Smart marketing move by Domino’s, and it will be used by millions of consumers. If you step back and think about this, it’s nothing new. For 30+ years, CPGs have enticed consumers with coupons (BOGOs or $1-$4 off the price a promoted product if it’s purchased within a select timeframe). Is this any different than the Domino’s offer? In many ways yes, due to the environmental factors facing us, but in other ways not so much. I applaud Domino’s marketing and communication strategy. It’s brilliant and they always are a step ahead of others. You can bet I’ll be ordering several pizzas for the Super Bowl party at my house!

Joan Treistman

It comes down to perceived value and convenience. $3 for pizza, whether in the form of a coupon or not, offers a relatable value. It’s going to be more difficult for retailers with bigger ticket items to find that sweet spot. And let’s not forget about how much discounting is going on. So a percentage off a discounted item may cut the profit right out from under the retailer. No doubt retailers will have to be savvy about how to offset their staffing challenges with monetary incentives. But consumers expect retailers to offer convenience and mostly with no strings attached.

Shep Hyken

That’s an interesting topic! Tipping the customer to come to the store and buy versus have it delivered. What’s next? Perhaps we start paying customers to use the self-service checkout at the grocery store.
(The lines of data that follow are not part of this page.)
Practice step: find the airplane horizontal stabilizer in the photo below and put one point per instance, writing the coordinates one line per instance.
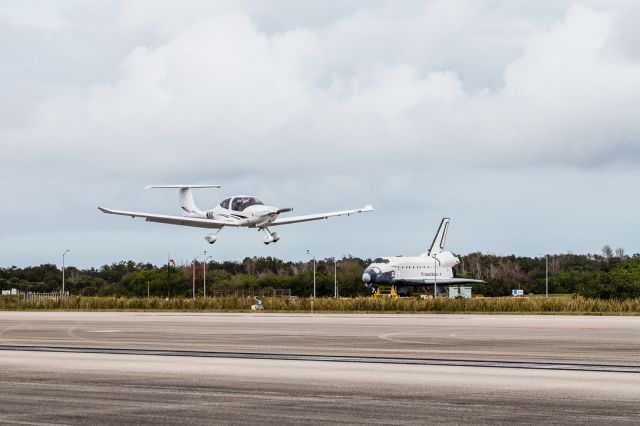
(319, 216)
(182, 186)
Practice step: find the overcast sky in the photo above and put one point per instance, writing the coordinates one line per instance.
(517, 119)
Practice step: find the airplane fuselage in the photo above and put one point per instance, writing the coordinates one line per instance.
(246, 210)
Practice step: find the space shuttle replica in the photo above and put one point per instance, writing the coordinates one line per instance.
(434, 267)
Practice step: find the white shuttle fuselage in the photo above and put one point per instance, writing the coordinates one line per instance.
(432, 267)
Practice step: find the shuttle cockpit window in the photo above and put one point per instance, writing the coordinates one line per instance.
(241, 203)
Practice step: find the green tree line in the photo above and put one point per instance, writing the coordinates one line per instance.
(607, 275)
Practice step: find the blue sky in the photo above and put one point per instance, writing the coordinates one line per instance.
(516, 119)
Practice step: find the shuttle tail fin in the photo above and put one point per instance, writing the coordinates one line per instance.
(438, 241)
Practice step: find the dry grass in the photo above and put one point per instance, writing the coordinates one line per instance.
(532, 305)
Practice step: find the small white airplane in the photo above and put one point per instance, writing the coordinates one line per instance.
(433, 267)
(237, 211)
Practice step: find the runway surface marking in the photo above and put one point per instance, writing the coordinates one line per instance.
(332, 358)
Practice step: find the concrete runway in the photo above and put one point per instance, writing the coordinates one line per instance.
(111, 388)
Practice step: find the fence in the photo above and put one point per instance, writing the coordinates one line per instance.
(40, 296)
(276, 292)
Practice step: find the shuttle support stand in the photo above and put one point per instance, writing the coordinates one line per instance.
(385, 291)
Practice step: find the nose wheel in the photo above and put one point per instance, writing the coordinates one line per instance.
(269, 237)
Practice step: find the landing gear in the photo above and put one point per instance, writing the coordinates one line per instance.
(212, 238)
(270, 237)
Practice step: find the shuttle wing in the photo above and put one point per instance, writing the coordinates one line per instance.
(442, 281)
(319, 216)
(173, 220)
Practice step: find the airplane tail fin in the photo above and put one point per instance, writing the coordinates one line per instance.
(187, 204)
(438, 241)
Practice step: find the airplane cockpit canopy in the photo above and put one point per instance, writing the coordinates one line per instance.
(241, 203)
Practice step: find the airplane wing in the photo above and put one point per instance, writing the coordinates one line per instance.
(173, 220)
(319, 216)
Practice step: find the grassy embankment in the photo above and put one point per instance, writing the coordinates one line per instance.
(532, 305)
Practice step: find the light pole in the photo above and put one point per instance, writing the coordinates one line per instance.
(193, 270)
(546, 274)
(204, 280)
(335, 278)
(314, 273)
(63, 255)
(435, 278)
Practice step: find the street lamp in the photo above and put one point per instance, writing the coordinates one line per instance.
(314, 273)
(435, 277)
(204, 280)
(193, 270)
(546, 274)
(63, 255)
(335, 277)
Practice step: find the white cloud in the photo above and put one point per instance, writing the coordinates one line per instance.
(375, 95)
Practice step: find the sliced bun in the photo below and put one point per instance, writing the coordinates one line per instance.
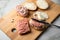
(40, 15)
(42, 4)
(30, 5)
(36, 25)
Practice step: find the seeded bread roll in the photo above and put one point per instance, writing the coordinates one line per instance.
(36, 25)
(30, 5)
(40, 15)
(42, 4)
(22, 11)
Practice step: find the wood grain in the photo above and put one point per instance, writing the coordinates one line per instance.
(6, 24)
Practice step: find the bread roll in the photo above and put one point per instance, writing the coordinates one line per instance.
(40, 15)
(30, 5)
(36, 25)
(22, 11)
(42, 4)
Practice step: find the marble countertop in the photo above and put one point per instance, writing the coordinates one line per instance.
(51, 33)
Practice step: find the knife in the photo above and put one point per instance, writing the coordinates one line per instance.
(46, 23)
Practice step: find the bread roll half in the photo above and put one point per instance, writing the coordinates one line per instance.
(40, 15)
(42, 4)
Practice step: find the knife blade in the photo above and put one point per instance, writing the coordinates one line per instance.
(46, 23)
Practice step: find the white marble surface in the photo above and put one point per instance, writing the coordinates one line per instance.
(7, 5)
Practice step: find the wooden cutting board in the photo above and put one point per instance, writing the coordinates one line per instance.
(8, 23)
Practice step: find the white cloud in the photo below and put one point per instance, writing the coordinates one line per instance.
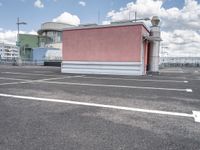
(67, 18)
(82, 3)
(10, 36)
(38, 4)
(180, 27)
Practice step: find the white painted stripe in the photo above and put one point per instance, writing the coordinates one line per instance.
(30, 74)
(5, 78)
(131, 79)
(100, 105)
(196, 115)
(118, 86)
(14, 83)
(41, 80)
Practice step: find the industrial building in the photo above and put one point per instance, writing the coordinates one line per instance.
(122, 48)
(26, 43)
(44, 47)
(8, 51)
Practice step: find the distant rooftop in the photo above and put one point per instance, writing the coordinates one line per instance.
(54, 26)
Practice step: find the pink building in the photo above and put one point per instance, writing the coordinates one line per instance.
(119, 49)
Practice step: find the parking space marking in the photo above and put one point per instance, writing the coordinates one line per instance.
(194, 114)
(33, 81)
(131, 79)
(15, 79)
(30, 74)
(118, 86)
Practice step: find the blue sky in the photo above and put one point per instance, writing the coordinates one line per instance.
(180, 19)
(25, 9)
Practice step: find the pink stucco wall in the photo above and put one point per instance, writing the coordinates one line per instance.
(113, 44)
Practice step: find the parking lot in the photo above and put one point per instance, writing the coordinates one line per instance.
(42, 109)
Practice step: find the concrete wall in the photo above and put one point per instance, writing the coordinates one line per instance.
(121, 44)
(105, 50)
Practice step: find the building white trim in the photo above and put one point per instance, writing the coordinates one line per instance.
(94, 67)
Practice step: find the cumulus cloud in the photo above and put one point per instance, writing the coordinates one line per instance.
(10, 36)
(38, 4)
(67, 18)
(82, 3)
(180, 27)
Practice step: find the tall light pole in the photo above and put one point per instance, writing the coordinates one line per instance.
(18, 43)
(18, 24)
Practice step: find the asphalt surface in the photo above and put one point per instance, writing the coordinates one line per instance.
(39, 125)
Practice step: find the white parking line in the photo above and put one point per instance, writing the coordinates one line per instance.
(126, 79)
(5, 78)
(195, 114)
(34, 81)
(30, 74)
(118, 86)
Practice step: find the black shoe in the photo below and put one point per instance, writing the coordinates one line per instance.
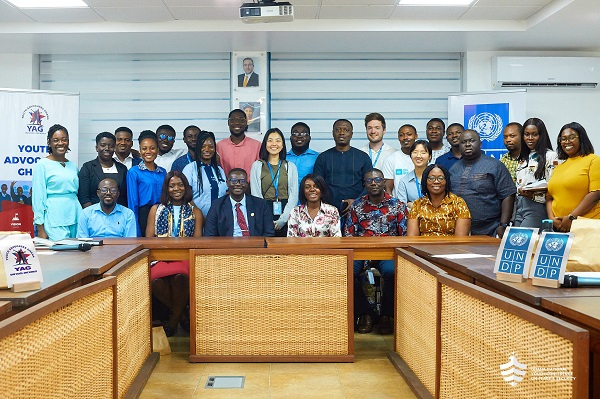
(365, 324)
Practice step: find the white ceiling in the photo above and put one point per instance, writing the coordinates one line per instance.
(146, 26)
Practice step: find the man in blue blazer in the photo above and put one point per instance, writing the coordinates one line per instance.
(239, 214)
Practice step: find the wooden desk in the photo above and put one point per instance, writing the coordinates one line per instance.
(370, 248)
(169, 248)
(65, 270)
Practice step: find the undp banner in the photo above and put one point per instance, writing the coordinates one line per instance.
(487, 113)
(25, 117)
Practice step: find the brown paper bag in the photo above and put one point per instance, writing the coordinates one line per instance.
(586, 246)
(160, 342)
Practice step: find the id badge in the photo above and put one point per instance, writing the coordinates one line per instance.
(277, 209)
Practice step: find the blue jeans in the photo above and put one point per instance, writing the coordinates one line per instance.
(361, 303)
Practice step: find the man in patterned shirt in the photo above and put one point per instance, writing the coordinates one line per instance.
(512, 142)
(375, 214)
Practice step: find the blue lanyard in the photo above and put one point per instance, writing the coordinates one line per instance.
(377, 157)
(275, 178)
(418, 186)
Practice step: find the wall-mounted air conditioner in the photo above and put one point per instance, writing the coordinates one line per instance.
(553, 72)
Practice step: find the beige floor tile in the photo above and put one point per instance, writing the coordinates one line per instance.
(303, 382)
(304, 368)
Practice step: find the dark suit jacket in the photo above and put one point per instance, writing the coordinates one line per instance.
(91, 174)
(252, 80)
(219, 221)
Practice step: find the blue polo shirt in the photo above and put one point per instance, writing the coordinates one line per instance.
(93, 222)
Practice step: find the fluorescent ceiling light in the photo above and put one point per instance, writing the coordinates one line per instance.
(48, 3)
(435, 2)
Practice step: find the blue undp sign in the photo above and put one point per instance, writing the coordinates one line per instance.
(514, 254)
(551, 259)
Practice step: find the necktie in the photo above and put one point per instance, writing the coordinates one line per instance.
(242, 221)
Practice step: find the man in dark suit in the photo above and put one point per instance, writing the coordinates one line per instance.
(248, 78)
(239, 214)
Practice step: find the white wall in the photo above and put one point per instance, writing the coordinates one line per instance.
(19, 71)
(555, 107)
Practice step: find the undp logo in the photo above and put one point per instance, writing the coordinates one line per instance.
(513, 371)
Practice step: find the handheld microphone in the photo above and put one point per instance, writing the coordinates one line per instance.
(572, 281)
(63, 247)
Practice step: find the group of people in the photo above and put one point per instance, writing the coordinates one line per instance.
(242, 187)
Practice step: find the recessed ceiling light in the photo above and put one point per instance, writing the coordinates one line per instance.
(48, 3)
(435, 2)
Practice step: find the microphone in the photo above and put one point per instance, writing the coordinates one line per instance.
(63, 247)
(572, 281)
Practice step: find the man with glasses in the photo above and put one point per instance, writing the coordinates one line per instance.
(452, 136)
(124, 153)
(107, 218)
(486, 186)
(301, 155)
(435, 136)
(343, 167)
(238, 150)
(377, 214)
(166, 153)
(239, 214)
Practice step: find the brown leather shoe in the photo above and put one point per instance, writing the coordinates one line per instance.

Seriously, I get what Domino’s is trying to do. They are giving an incentive to not take delivery. I’m good with that.

Richard J. George, Ph.D.

Remember, the original mantra of Domino’s, “Pizza Fast, Pizza Hot.” Eventually Domino’s scrapped the 30-minute delivery promise. This is the latest attempt by Domino’s to develop a differential advantage. The way the tip works it creates continuity of purchases. Yes, it addresses significant labor and delivery savings, but the beauty is how it repositions the original king of delivery.

Patricia Vekich Waldron

The industry’s cost structure – and associated labor requirements for delivery – needs an overhaul. This is a clever way to address the issue! Bravo Domino’s!

Brad Eckhart

I definitely think the idea of incentivizing customers to utilize BOPIS and curbside pickup is going to be adopted by more retailers. It’s a great way to reduce the negative impact that delivery has on margins. Domino’s approach in referring to the incentive as a “tip” is on-brand and is something other retailers should recognize and apply to any incentives they may offer to their customers.

Lucille DeHart

Yes. I would expect retailers to look for ways to optimize their profits given new customer trends. Delivery is expensive–staffing overhead, vehicles/insurance, scheduling and product loss enroute to destinations. It will be interesting to see if non-food categories will incent in-store shopping as well.